A few months ago in El Paso, I was invited to a gathering of individuals who were concerned about border issues, particularly the risks that journalists take in covering the violence. Many important speakers were there and the day looked to be a promising learning experience. As I wandered through the auditorium, I recognized Mr. Bowden as one of the members in the audience. His face was just the same as it was on the back cover of the paperback I had. There he was, his tall frame seated sitting on a bleacher bench in the back. He was leaning forward with his elbows on his knees, waiting for the day to begin. He didn’t seem to be busy, so I walked up to him. He perked right up as I mumbled, “Excuse me, are you Charles Bowden?”
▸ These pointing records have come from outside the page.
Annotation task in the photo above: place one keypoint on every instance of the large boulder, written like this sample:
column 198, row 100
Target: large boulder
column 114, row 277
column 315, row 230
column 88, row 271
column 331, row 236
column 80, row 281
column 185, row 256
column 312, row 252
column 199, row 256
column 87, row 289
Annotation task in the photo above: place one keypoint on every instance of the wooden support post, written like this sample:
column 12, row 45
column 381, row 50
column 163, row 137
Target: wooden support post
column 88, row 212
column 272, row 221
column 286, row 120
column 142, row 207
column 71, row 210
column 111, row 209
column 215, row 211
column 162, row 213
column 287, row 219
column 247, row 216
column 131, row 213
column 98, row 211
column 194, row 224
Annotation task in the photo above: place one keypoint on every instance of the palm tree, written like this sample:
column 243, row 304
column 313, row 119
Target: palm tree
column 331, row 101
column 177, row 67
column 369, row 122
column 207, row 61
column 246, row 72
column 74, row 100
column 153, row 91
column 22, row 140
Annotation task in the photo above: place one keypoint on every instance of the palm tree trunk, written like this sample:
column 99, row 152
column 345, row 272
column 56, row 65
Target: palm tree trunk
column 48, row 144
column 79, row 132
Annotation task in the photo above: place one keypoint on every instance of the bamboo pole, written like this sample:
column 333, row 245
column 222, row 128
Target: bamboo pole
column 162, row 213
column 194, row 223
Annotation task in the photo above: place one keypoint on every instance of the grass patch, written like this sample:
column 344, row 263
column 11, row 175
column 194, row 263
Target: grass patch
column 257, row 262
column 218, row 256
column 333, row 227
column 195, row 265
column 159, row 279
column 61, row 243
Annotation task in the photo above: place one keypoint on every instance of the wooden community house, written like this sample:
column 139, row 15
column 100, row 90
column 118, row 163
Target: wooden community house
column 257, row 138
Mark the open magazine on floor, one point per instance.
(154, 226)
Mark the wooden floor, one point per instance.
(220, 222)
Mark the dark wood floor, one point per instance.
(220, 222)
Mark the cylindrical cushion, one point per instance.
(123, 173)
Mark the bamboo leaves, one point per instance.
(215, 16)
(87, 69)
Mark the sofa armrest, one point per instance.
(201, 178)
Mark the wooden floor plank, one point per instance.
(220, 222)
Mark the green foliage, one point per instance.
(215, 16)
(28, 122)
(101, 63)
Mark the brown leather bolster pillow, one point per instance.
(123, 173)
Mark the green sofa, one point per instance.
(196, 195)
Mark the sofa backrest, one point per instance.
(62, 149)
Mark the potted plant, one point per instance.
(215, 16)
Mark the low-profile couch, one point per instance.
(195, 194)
“Yes I am,” he said as he smiled and stood up to shake my hand.
“I think you might know my friend, Colm McNaughton.”
“Ah, yes, I remember Colm. Good fella.”
“He told me that I should try to get in touch with you. I recognized you and thought I’d introduce myself.”
Mr. Bowden seemed really eager to help me. He smiled as he talked to me and was more than willing to help out a young guy just looking into a topic he had made a career out of covering. We went to different presentations together, and Mr. Bowden engaged me directly, asking me what I thought and offering his perspective. As the day went on, he started thinking about people he should introduce me to. He took me around the auditorium and eagerly introduced me to people, talking me up. As I left, Mr. Bowden had secured several solid interviews that I couldn’t have otherwise got.
A few days later, Mr. Bowden wrote me again. He had the autobiography of Jose Rivera, the founder of the infamous Barrio Azteca prison gang. Thinking that I might be a guy who could do something with the text, he charged me with the task of reading it and editing it, which I accepted. Over the weeks, I would send Mr. Bowden the occasional update, often telling him about our struggles to get it done by our promised deadlines. The last I heard of him was a kind note offering words of encouragement after I got burglarized.
He died on Saturday for reasons yet unknown – a loss of a man who cared deeply about the border and exposing the horrid events that had come to characterize it in recent years. It was a genuine loss for the community of people who work and study those issues. Fortunately, his words will live on.
Though I didn’t know Charles Bowden for very long, the little he touched my life can only be characterized as kindness and thoughtfulness. I am grateful that I got to meet him and for his guidance along my path, even if was only for a little while.